Betty laughed and just kept eating, glad for the few extra moments, as Frank opened the fortune and read it aloud. “Big fella, it says you will live your life by direct instructions.”

Steven’s father grunted and glanced at Betty before tossing the slip of paper on the table between the dirty plates. “What kinda stupid fortune is that?”

Actually, unknown to either Frank or Betty or the growingly more uncomfortable Fortune Cookie Tyrant, it was a charmed fortune, cursed by the magic of an angry Chinese man whose brother had slept with his wife.

The cookie had been specially made for the man’s brother, with the curse on the fortune intended to let the angry man push his brother around and pay him back for his deed by giving him fortune cookies with really nasty instructions inside. But as luck would have it, the charmed cookie that was to set the entire process in motion was lost in the packing process. Instead of being sent to the angry man who could then give it to his brother, it was added to a shipment headed for the United States, where it ended up in Steven’s hands at Fo Wong’s Emporium and Lounge.

Common sense, wild luck, and a strange curse had come together to change Steven into Fortune Cookie Tyrant, a man whose entire life and therefore the future of the entire world was to be steered by the fortunes included in small desserts.

As life would have it, Steven’s parents were killed the following weekend in a tragic deer hunting accident. Steven was sent to live with his wicked and uncaring aunt who hated Chinese food. Thus it was twenty years and five months before Steven got his next “fortune” and came to realize his true powers for evil.

The date with Amy wasn’t going well. They had met in a freshman United States history class at the university and smiled at each other for a few classes before Steven had had the courage to talk to her, and eventually ask her for a date. Steven, at this point in his life, was not an attractive man. He looked like a bad cross between a nerdy scientist in a movie and Ichabod Crane. He had just finished into his last growth spurt and had the social skills of a stumbling tenth grader, even though he was in college.

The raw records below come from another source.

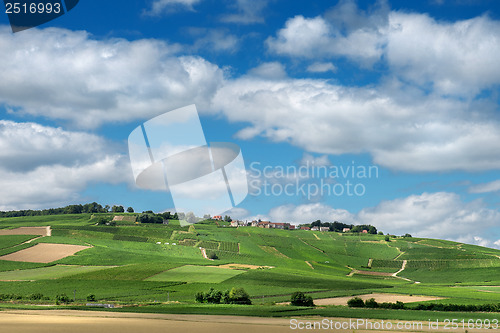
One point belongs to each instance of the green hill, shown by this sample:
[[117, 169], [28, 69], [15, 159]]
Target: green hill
[[143, 263]]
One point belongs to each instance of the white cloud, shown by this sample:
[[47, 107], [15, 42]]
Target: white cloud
[[344, 31], [44, 167], [456, 58], [216, 40], [165, 6], [434, 215], [90, 82], [247, 12], [269, 70], [493, 186], [321, 67], [451, 58], [311, 161]]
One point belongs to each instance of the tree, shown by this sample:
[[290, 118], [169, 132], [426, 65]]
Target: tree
[[300, 299], [190, 218], [371, 303], [213, 296], [239, 296]]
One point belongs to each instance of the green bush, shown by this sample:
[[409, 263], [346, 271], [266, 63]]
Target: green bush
[[356, 302], [300, 299]]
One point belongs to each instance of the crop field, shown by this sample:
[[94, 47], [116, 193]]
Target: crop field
[[51, 272], [146, 264], [199, 274], [44, 253]]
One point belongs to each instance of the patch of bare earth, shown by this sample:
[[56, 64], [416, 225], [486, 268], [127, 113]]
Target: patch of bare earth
[[41, 231], [44, 253], [380, 298], [63, 321]]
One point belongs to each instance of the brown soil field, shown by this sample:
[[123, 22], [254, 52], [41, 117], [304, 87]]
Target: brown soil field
[[44, 253], [63, 321], [41, 231]]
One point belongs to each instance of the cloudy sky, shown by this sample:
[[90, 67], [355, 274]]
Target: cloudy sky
[[379, 112]]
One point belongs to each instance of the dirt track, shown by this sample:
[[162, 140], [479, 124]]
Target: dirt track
[[44, 253], [62, 321]]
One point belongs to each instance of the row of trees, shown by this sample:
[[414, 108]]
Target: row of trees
[[339, 226], [90, 208], [235, 296]]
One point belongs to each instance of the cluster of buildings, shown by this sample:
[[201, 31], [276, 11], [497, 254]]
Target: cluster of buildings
[[263, 224]]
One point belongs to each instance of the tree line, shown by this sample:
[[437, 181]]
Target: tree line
[[90, 208]]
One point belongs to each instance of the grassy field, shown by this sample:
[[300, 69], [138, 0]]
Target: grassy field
[[137, 264]]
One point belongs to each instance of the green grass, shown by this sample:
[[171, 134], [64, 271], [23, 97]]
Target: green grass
[[7, 241], [198, 274], [51, 272], [146, 272]]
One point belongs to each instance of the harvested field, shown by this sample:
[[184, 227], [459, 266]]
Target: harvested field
[[380, 298], [62, 321], [44, 253], [40, 231]]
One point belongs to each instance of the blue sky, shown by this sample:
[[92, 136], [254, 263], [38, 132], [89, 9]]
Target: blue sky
[[410, 88]]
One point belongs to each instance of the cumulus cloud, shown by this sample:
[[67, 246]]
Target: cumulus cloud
[[344, 31], [321, 67], [44, 167], [216, 40], [308, 213], [168, 6], [410, 133], [493, 186], [67, 75], [451, 58], [434, 215], [269, 70], [247, 12]]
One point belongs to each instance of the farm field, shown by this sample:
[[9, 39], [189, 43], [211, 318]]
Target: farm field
[[160, 268]]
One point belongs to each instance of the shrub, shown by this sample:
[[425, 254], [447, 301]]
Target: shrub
[[356, 302], [300, 299], [213, 296]]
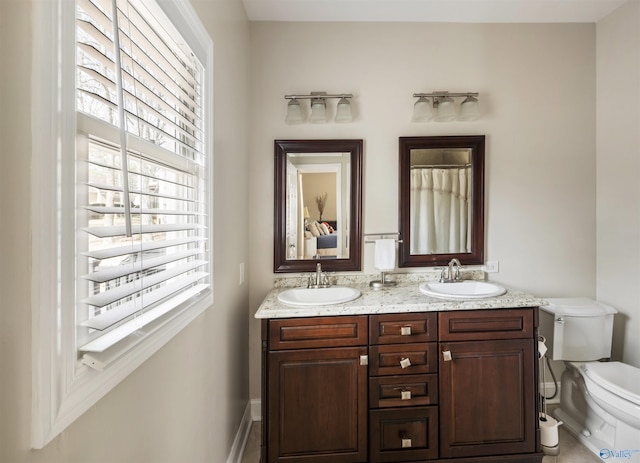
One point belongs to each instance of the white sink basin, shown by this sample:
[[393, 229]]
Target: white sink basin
[[467, 289], [302, 297]]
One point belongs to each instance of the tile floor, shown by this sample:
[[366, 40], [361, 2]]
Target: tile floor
[[571, 451]]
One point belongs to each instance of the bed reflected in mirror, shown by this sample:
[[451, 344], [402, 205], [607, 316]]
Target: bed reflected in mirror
[[317, 204]]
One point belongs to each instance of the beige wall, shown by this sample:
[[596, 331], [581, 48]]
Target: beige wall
[[184, 405], [618, 179], [537, 93]]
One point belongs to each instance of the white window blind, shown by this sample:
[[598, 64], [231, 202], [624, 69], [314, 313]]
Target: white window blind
[[142, 240]]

Amy was no real catch, either, but for Steven, any woman who agreed to go out with him was someone special. He had fantasized for days about making love to her.

Now, sitting in Amy’s favorite Chinese restaurant, the conversation had lagged and become strained toward the end of dinner, and all Steven could think about was how he was going to get her back to his dorm room and into bed. He had no idea what she was thinking about, and had no idea how to ask her. In fact, he had no idea at all what to even talk about next. It was that sort of uncomfortable moment.